We have investigated the electrical properties and reliability of AlGaN/GaN high electron mobility transistors (HEMT) under high-temperature RF overdrive stress. The experimental results show that the drain current and transconductance of the device decrease at 25 °C and 55 °C but do not change significantly at 85 °C before and after the stress. The decline rate of the saturation drain current, the degradation amplitude of transconductance, and the drift amplitude of threshold voltage decrease with the increase in temperature. The results of pulse I–V and low-frequency noise tests show that the current collapse is inhibited, and the trap density is reduced at higher temperatures. The Electroluminescence (EL) test shows that the luminescence characteristics of the device after RF overdrive stress are more scattered and weaker. We believe that the degradation at lower temperatures is mainly due to the influence of the hot electron effect (HEE), while the change in electrical properties at higher temperatures is due to the weakening of HEE and the improvement of the Schottky interface.

1. Introduction

The first-generation semiconductor devices represented by Si and Ge and the second-generation semiconductor devices represented by GaAs have been widely used in various electronic devices. Although the first- and second-generation semiconductor devices are quite advanced technologies, the application of the first two generations of semiconductor electronic devices in high temperature, high frequency, and high power is limited due to various shortcomings of the materials themselves. Since the emergence of the third-generation semiconductor devices represented by GaN, they have rapidly become the focus of the latest research in the semiconductor industry. Compared with the previous two generations, the third-generation semiconductor devices not only eliminate their shortcomings but also have more obvious advantages. The GaN semiconductor is an excellent material for high-frequency, high-temperature, and high-power devices due to its wide bandgap, very high electron mobility, high-breakdown electric field resistance, good heat resistance, and excellent radiation resistance [1,2,3,4]. In recent years, GaN-based high electron mobility transistor (HEMT) devices have become a hot research topic in electronic power components. It is expected that in future, wide bandgap semiconductors will be widely used in military radar, laser weapons, aerospace, and other important fields, such as information and communication, electric locomotives, and other electronic products [5].

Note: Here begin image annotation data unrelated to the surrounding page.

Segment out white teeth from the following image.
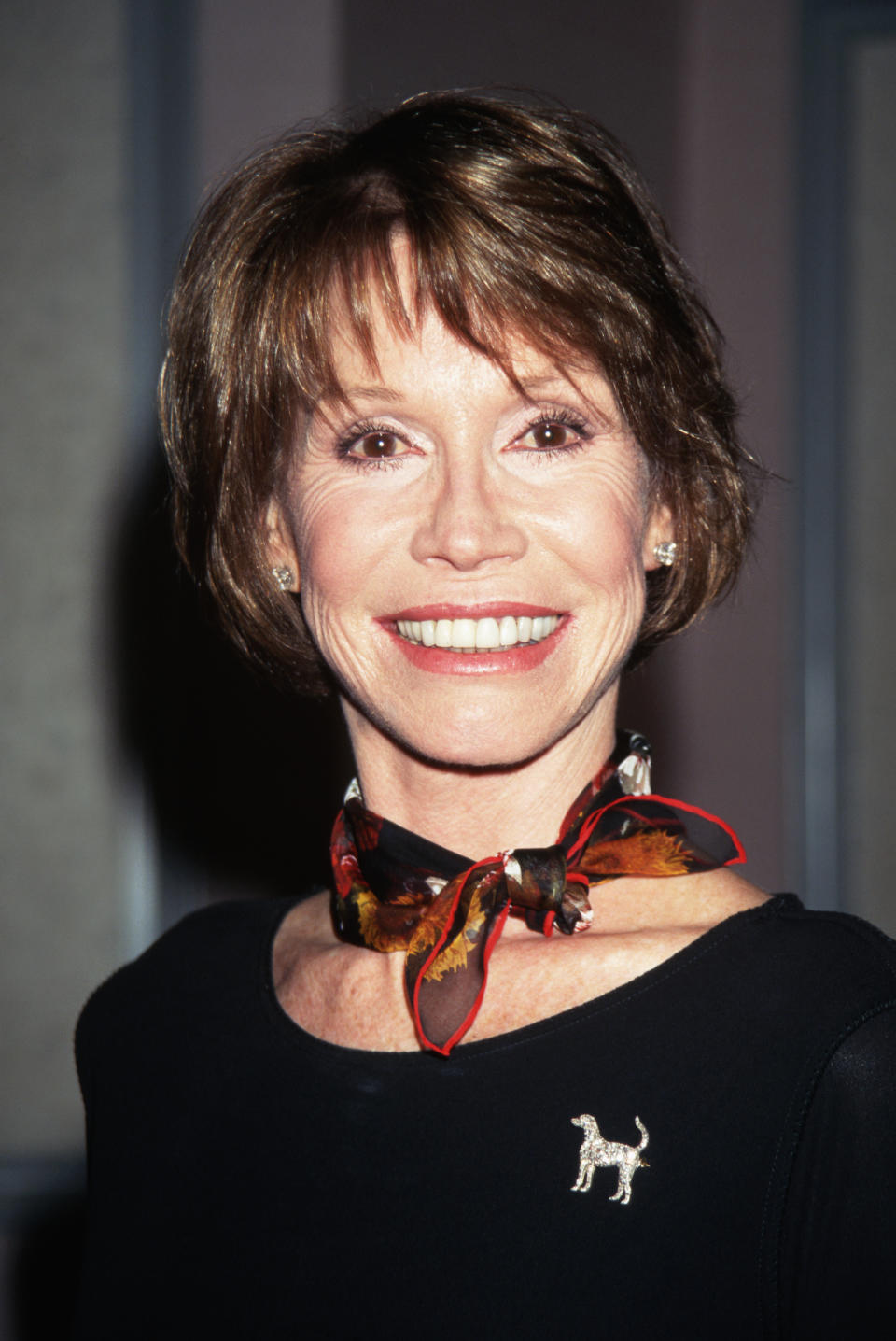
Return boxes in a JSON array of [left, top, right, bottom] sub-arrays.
[[501, 614, 518, 648], [395, 614, 560, 652], [475, 619, 501, 652]]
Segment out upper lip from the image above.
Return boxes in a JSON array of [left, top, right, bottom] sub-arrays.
[[383, 600, 563, 624]]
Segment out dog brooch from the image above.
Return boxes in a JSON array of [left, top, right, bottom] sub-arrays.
[[570, 1113, 650, 1206]]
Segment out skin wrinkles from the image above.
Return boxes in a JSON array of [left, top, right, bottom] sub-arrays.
[[269, 281, 672, 853]]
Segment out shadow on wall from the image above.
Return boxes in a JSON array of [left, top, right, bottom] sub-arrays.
[[110, 440, 352, 920], [9, 1194, 84, 1341]]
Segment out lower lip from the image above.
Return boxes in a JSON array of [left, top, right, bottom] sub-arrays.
[[385, 618, 567, 674]]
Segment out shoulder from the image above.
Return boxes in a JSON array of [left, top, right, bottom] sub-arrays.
[[75, 900, 290, 1073]]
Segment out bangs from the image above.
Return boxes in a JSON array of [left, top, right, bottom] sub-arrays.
[[273, 201, 600, 413]]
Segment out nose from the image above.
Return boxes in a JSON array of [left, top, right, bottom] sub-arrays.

However, the reliability of GaN HEMTs has been a stumbling block for their further development. In particular, the degradation effect of GaN HEMTs under RF stress is of great concern, considering that GaN HEMTs actually operate in the RF state. Previous studies have shown that RF stress can cause different degradation phenomena from DC stress [6,7,8]. Meanwhile, compared with the saturate RF stress, the RF overdrive stress often produces more serious degradation to the device since the excess input power is converted into heat, which further increases the junction temperature of the device. Many previous studies have investigated the degradation effects of GaN HEMTs under RF overdrive stress [9,10,11,12,13], but the experiments were usually conducted at room temperature or a fixed temperature [14,15], and the correlation between the degradation effects and temperature was not studied to further explore the role of temperature in device degradation. In this paper, the short plate will be repaired, and the influence rule of temperature on device degradation will be studied by carrying out RF overdrive experiments under different ambient temperatures.

This paper is arranged as follows. In the second section, we briefly introduce the construction of the experimental platform. In the third section, we discuss the DC, pulse I–V, low-frequency noise, and EL characteristics of the device before and after the stress. Then, we propose an explanation of the degradation mechanism. The last part summarizes this paper.

2. Materials and Methods

Figure 1 is schematic diagram and surface morphology of the device, respectively. It comprises a 600 μm SiC substrate, a 500 nm GaN buffer layer, a 25 nm AlGaN barrier layer, and a SiN passivation layer. The device has a gate length of 0.35 μm and a gate width of 3.6 mm. Its operating frequency ranges from 1.1 GHz to 1.2 GHz.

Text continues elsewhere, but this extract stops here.